Each year, Dave Castro loves to add to the theatrical drama of The Open by shocking people with the introduction of a new movement.
In 2014 they brought in the rower
In 2015 we were introduced to handstand push ups (with a novel judging standard) and a 1RM lift
In 2016 we got to try bar muscle ups for the first time
and in 2017 dumbbells became a standard piece of equipment, used for power snatches, weighted lunges, and power cleans.
Can we make a wild ass guess what the new movement might be in 2018? Much of it is a mystery, but we do know a few things. Movements used in The Open need to follow a few criteria:
1) They must be able to be captured on video
To make The Open as open as possible, videos can be submitted online for those athletes not participating at an official CrossFit affiliate gym. Regional contenders too, are asked to submitted video verification of their performance before earning their invite to the next stage of competition. The video requirements eliminate things like a 400m run.

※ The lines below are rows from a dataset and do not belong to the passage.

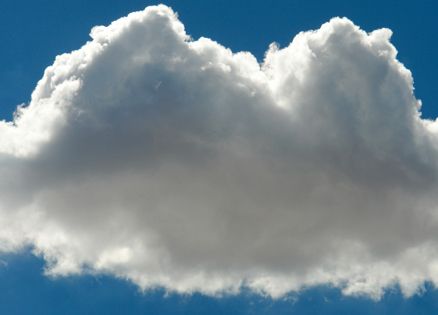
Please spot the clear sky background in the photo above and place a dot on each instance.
(32, 33)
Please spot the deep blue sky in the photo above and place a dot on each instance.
(32, 33)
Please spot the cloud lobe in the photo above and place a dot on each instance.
(175, 162)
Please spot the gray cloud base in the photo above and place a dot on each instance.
(175, 162)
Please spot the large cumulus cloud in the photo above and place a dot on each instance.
(175, 162)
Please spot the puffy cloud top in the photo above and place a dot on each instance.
(175, 162)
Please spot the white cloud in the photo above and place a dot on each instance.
(175, 162)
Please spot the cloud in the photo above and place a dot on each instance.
(177, 163)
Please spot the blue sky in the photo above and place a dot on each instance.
(34, 32)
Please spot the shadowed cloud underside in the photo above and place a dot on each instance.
(177, 163)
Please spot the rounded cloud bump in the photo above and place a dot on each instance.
(177, 163)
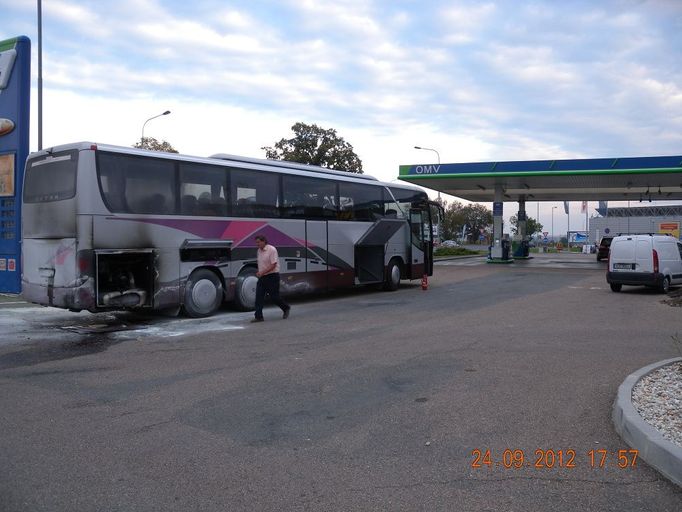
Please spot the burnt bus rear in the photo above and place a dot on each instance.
(60, 266)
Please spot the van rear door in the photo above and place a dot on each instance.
(622, 257)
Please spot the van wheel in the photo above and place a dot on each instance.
(245, 290)
(665, 286)
(203, 293)
(392, 279)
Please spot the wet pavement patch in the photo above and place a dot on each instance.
(301, 410)
(55, 352)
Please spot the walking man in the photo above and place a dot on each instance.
(268, 278)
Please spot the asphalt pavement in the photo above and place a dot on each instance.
(492, 390)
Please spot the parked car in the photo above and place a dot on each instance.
(449, 243)
(604, 248)
(645, 260)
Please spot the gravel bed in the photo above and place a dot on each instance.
(657, 397)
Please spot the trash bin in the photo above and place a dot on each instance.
(506, 248)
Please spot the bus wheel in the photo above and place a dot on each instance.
(245, 289)
(392, 279)
(665, 286)
(203, 293)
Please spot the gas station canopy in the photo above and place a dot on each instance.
(599, 179)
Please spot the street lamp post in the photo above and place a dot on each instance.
(153, 117)
(438, 155)
(553, 208)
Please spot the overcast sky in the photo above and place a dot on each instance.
(475, 80)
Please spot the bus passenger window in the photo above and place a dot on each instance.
(188, 205)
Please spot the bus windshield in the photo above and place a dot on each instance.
(51, 177)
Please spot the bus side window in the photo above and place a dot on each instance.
(189, 204)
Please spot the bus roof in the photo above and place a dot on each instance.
(225, 157)
(288, 165)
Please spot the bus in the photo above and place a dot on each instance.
(108, 227)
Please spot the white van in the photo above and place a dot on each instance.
(645, 260)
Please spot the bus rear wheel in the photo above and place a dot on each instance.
(245, 290)
(665, 285)
(203, 293)
(392, 279)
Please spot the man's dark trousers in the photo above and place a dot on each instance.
(268, 284)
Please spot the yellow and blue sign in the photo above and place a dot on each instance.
(15, 93)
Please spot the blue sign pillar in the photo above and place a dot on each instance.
(15, 93)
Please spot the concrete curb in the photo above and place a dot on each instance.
(657, 451)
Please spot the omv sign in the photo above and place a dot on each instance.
(426, 169)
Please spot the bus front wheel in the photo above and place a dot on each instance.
(203, 293)
(245, 290)
(392, 279)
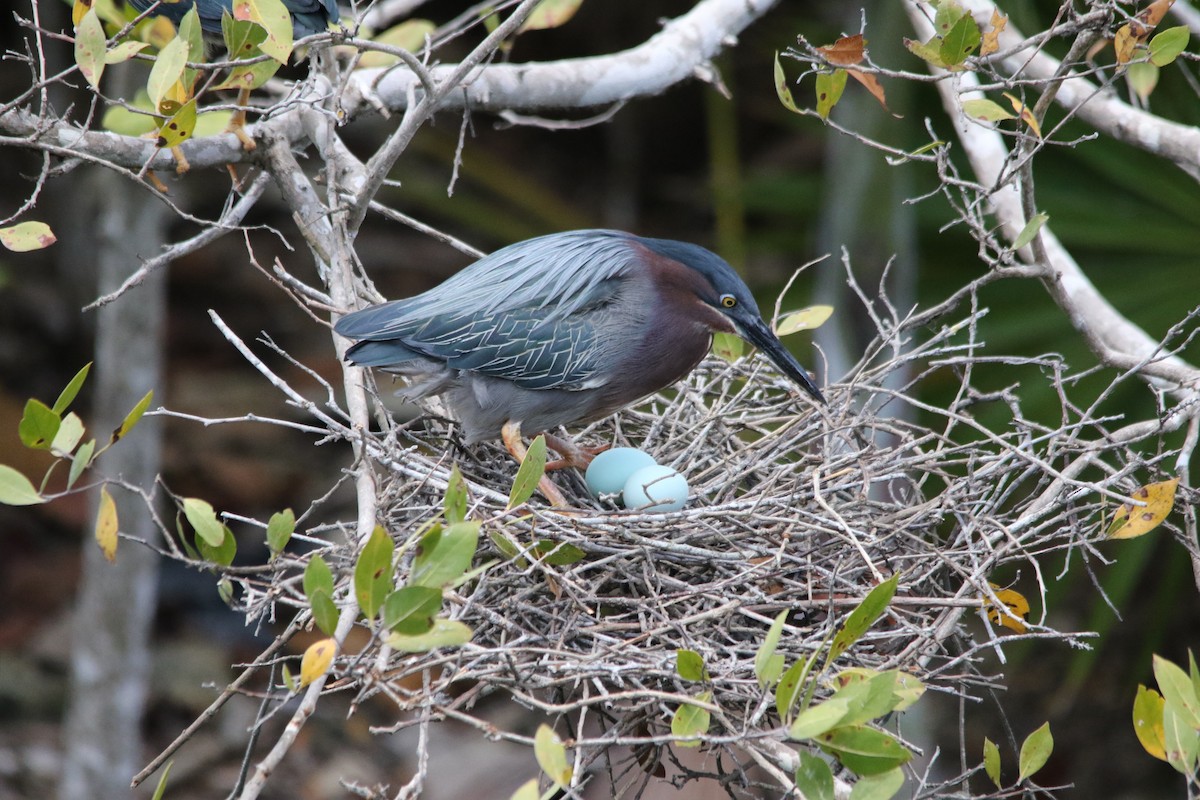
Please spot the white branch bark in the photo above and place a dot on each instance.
(1111, 336)
(1097, 106)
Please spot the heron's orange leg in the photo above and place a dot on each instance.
(511, 435)
(573, 455)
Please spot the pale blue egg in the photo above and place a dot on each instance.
(655, 488)
(609, 471)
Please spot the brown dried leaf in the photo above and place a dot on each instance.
(873, 85)
(991, 37)
(845, 52)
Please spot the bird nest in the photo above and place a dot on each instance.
(795, 507)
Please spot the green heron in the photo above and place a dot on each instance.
(309, 17)
(562, 329)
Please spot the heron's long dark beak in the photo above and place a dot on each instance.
(762, 337)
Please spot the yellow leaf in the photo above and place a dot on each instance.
(1132, 521)
(90, 48)
(1147, 722)
(106, 525)
(804, 319)
(79, 8)
(317, 660)
(1125, 42)
(1015, 603)
(991, 38)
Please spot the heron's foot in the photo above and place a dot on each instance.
(573, 455)
(511, 435)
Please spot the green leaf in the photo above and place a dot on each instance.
(25, 236)
(81, 461)
(132, 417)
(411, 609)
(927, 52)
(16, 489)
(318, 588)
(1168, 44)
(204, 522)
(191, 32)
(1035, 752)
(444, 554)
(879, 787)
(179, 126)
(124, 52)
(864, 750)
(275, 19)
(727, 347)
(167, 70)
(869, 699)
(553, 553)
(1030, 230)
(805, 319)
(690, 665)
(225, 590)
(814, 777)
(767, 665)
(690, 721)
(409, 35)
(991, 761)
(529, 473)
(862, 618)
(789, 689)
(829, 86)
(279, 530)
(550, 13)
(223, 552)
(819, 719)
(39, 425)
(90, 44)
(69, 435)
(71, 390)
(1180, 740)
(372, 572)
(1147, 721)
(241, 37)
(1143, 77)
(1177, 691)
(444, 633)
(551, 755)
(783, 90)
(981, 108)
(454, 505)
(960, 41)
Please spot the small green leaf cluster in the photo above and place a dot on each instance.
(60, 432)
(1168, 723)
(1035, 753)
(258, 43)
(841, 725)
(408, 614)
(955, 38)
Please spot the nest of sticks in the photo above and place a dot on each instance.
(792, 507)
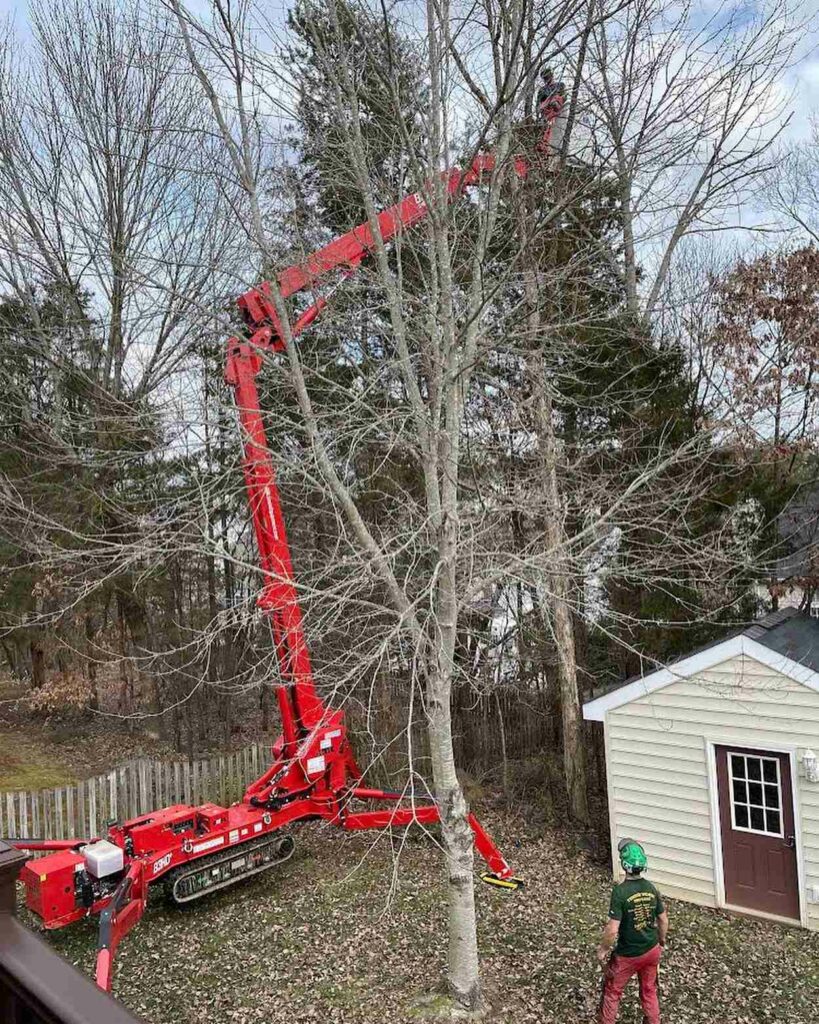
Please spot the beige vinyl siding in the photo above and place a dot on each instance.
(658, 771)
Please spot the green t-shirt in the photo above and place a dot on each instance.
(636, 904)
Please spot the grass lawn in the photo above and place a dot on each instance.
(337, 934)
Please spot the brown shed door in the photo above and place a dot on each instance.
(757, 819)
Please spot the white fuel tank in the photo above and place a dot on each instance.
(102, 858)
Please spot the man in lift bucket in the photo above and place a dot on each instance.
(638, 924)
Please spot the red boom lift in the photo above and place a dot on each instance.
(192, 851)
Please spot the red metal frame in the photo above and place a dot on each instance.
(313, 772)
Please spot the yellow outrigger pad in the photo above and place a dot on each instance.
(510, 884)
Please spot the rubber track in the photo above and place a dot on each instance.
(194, 867)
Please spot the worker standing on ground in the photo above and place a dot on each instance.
(639, 924)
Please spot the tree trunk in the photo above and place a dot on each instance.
(562, 624)
(463, 975)
(560, 578)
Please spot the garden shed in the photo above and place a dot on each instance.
(712, 765)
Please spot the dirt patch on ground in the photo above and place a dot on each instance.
(352, 930)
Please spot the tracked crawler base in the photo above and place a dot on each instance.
(222, 869)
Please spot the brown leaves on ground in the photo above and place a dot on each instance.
(339, 934)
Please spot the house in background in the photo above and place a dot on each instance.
(712, 766)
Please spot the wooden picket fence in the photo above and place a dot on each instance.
(135, 787)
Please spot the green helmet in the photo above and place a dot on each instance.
(633, 856)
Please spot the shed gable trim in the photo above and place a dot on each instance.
(595, 711)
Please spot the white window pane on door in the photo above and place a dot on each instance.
(756, 794)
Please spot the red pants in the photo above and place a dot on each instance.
(619, 970)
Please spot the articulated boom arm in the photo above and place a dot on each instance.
(312, 756)
(348, 251)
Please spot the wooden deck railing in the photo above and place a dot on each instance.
(37, 985)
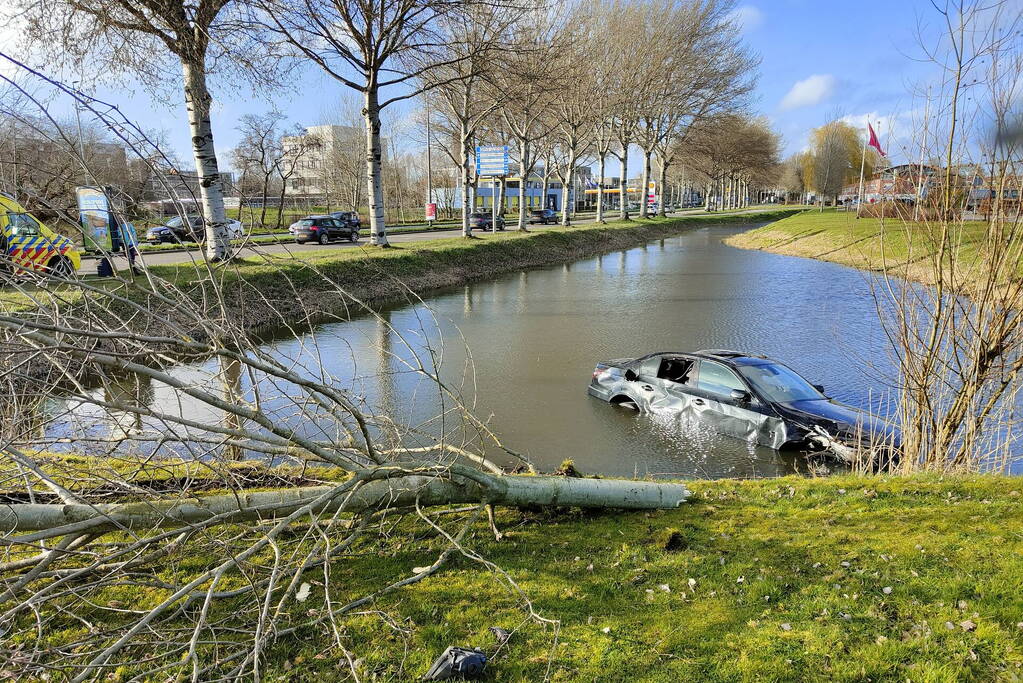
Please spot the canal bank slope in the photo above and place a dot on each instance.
(837, 579)
(868, 243)
(266, 290)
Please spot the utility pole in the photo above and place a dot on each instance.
(923, 148)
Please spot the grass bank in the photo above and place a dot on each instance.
(278, 287)
(842, 579)
(903, 248)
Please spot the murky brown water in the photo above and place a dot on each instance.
(534, 337)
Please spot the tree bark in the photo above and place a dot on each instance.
(645, 190)
(524, 168)
(466, 207)
(374, 183)
(197, 101)
(567, 199)
(623, 182)
(397, 492)
(662, 174)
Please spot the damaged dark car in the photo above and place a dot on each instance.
(749, 397)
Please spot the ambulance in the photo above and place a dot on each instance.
(29, 245)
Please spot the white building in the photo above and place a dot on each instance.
(327, 157)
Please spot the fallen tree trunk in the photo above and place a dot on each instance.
(393, 492)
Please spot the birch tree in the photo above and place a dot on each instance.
(379, 48)
(133, 38)
(463, 81)
(528, 75)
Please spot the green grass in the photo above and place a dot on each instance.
(790, 583)
(865, 242)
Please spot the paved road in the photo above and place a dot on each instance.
(163, 259)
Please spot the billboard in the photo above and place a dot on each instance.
(492, 161)
(96, 218)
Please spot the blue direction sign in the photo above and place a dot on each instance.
(492, 161)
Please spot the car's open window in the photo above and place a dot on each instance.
(677, 370)
(777, 382)
(717, 379)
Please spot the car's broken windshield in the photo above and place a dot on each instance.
(779, 383)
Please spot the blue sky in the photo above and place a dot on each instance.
(819, 59)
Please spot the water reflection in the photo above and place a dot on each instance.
(521, 350)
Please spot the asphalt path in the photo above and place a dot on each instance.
(296, 249)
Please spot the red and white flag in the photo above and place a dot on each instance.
(874, 142)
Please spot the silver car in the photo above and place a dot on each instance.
(744, 396)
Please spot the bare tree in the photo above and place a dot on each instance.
(372, 47)
(129, 37)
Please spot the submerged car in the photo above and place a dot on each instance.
(746, 396)
(189, 229)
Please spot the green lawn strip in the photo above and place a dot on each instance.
(790, 582)
(866, 242)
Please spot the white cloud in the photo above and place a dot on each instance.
(747, 17)
(809, 91)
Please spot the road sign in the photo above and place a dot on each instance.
(492, 161)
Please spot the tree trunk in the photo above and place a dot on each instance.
(623, 183)
(466, 200)
(662, 174)
(398, 492)
(197, 103)
(374, 183)
(645, 190)
(567, 198)
(524, 168)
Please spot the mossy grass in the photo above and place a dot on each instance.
(847, 578)
(902, 247)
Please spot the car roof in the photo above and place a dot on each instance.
(725, 355)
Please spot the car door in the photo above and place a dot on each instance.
(715, 407)
(649, 389)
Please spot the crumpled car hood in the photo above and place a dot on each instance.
(838, 418)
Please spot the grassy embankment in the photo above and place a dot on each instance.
(903, 248)
(374, 275)
(846, 578)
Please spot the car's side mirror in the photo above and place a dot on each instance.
(740, 396)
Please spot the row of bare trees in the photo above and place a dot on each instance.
(572, 90)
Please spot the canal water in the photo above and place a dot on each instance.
(522, 348)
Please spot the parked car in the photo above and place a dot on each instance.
(543, 216)
(349, 217)
(188, 229)
(746, 396)
(484, 221)
(27, 244)
(322, 229)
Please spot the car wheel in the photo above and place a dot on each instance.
(59, 267)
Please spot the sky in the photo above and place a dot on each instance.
(820, 59)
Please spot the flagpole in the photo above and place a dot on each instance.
(862, 163)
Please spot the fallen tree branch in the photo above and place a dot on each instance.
(403, 490)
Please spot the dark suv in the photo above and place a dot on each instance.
(543, 216)
(483, 221)
(349, 217)
(322, 229)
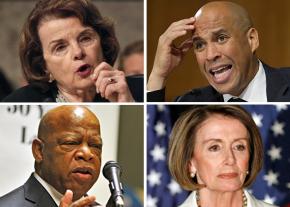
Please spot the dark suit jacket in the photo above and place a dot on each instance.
(277, 87)
(31, 194)
(36, 93)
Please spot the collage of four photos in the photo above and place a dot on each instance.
(132, 103)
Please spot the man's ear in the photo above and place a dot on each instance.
(253, 39)
(37, 150)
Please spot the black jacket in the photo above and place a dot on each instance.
(31, 194)
(277, 87)
(35, 93)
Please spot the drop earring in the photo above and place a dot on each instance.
(192, 174)
(51, 78)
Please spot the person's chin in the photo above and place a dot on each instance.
(230, 186)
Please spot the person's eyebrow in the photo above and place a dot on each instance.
(87, 31)
(220, 140)
(54, 42)
(196, 38)
(219, 31)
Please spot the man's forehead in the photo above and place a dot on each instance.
(212, 24)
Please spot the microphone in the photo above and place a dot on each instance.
(112, 173)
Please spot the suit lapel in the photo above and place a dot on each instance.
(277, 86)
(35, 193)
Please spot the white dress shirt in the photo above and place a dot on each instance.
(251, 201)
(256, 90)
(56, 196)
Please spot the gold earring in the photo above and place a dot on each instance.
(192, 174)
(51, 78)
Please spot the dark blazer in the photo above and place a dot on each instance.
(277, 87)
(31, 194)
(35, 93)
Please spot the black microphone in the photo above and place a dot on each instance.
(112, 173)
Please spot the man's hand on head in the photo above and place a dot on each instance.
(66, 200)
(168, 56)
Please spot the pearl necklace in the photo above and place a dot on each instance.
(245, 201)
(60, 98)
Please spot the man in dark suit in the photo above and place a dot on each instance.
(224, 42)
(67, 156)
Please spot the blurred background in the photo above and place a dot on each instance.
(126, 14)
(271, 19)
(121, 131)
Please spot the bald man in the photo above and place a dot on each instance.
(67, 157)
(225, 43)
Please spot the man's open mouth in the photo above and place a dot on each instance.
(221, 69)
(221, 74)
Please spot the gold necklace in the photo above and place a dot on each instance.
(245, 201)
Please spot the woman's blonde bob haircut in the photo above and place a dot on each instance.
(183, 135)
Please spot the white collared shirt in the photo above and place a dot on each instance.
(251, 201)
(56, 196)
(256, 90)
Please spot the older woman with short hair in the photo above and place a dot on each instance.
(216, 151)
(67, 50)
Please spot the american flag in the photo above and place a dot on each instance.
(273, 182)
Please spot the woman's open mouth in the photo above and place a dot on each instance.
(84, 70)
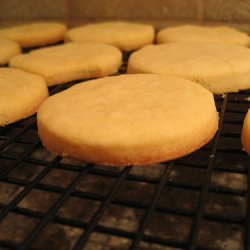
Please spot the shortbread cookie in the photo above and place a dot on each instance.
(69, 62)
(201, 34)
(35, 34)
(246, 133)
(21, 94)
(8, 49)
(128, 120)
(219, 68)
(124, 35)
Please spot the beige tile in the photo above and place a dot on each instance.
(227, 10)
(131, 9)
(32, 9)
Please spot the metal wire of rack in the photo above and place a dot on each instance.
(201, 201)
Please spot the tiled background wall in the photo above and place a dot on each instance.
(156, 11)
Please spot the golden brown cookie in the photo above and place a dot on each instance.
(35, 34)
(69, 62)
(128, 119)
(21, 94)
(218, 67)
(124, 35)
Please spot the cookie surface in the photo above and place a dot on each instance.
(219, 68)
(202, 34)
(8, 49)
(21, 94)
(246, 133)
(128, 119)
(69, 62)
(35, 34)
(124, 35)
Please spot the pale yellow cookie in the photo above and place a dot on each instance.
(124, 35)
(21, 94)
(202, 34)
(35, 34)
(69, 62)
(219, 67)
(246, 133)
(8, 49)
(128, 119)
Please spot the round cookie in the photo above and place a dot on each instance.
(219, 68)
(8, 49)
(124, 35)
(21, 94)
(128, 119)
(246, 133)
(69, 62)
(201, 34)
(35, 34)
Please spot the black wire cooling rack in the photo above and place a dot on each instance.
(200, 201)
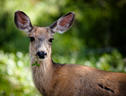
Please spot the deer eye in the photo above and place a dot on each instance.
(32, 39)
(51, 39)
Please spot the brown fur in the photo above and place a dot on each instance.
(53, 79)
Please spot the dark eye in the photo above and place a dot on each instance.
(51, 39)
(32, 39)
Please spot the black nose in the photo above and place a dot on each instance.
(41, 54)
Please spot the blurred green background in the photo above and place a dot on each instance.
(97, 38)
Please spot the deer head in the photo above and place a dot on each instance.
(41, 37)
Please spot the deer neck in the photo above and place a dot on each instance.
(42, 73)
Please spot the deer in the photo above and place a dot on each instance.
(54, 79)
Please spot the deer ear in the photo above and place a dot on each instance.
(63, 23)
(22, 21)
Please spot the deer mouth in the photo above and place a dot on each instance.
(41, 54)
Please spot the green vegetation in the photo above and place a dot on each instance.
(97, 39)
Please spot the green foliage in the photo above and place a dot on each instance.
(98, 24)
(15, 75)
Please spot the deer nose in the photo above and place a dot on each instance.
(41, 54)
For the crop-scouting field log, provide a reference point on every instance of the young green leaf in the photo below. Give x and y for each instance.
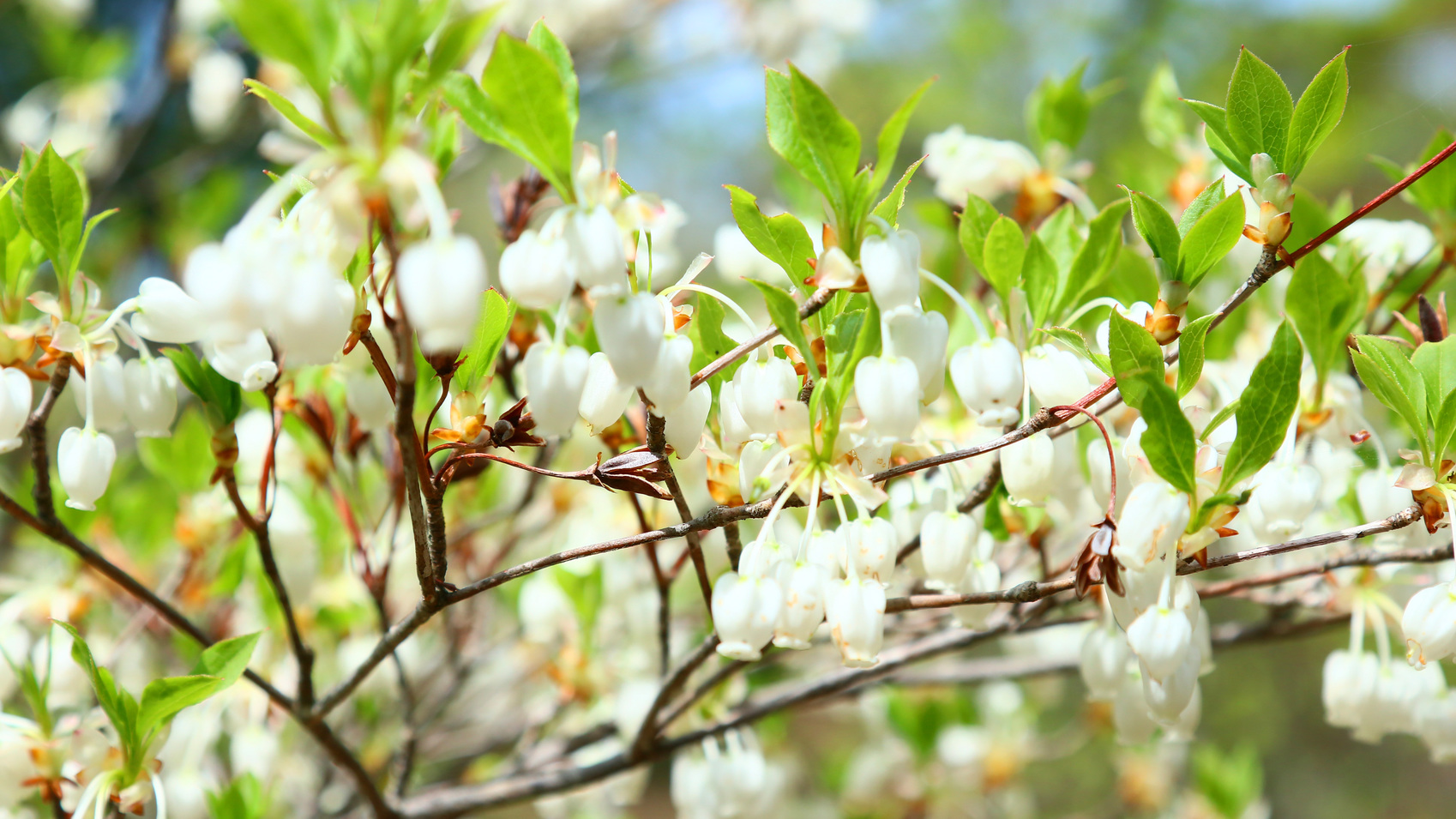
(1258, 110)
(1210, 239)
(1133, 354)
(1157, 226)
(1318, 112)
(1002, 256)
(780, 238)
(1168, 441)
(1266, 408)
(486, 340)
(1190, 353)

2) They must use standard equipment found in most CrossFit gyms
This likely rules out GHDs (too many different versions out there), rope climbs (too many different ceiling heights), and prowlers/sleds (too many versions and flooring types).
I used to say we're unlikely to see the use of kettlebells too since it's difficult to expect most affiliates to have multiples of the prescribed weights, but last year's introduction of the dumbbells negated that reasoning. The only reason I'll still wager we won't be using kettlebells is that last year we were given advanced warning of the introduction of the dumbbells and what the weights would be in order for affiliates to prepare and this year we've been given no such notice.
3) They must be easy for an average person to judge
The Open relies on participants to judge each other, so standards need to be as clear as possible for the average person to uphold. The push ups in 11.2 proved to be a total disaster as no one seemed to be able to eyeball the difference between a solid rep and a pile of broken dreams. Difficulty of judging rules out tricky skills like triple unders.
Common CrossFit movements that have never been done in The Open include Pistols, short line sprints (10m perhaps?), Sit Ups, Sumo Deadlift High Pulls, and Med Ball Cleans.
It's pretty likely we will be using those dumbbells again, but perhaps in a different movement like deadlifts, thrusters, front squats, shoulders to overhead, or farmer carries.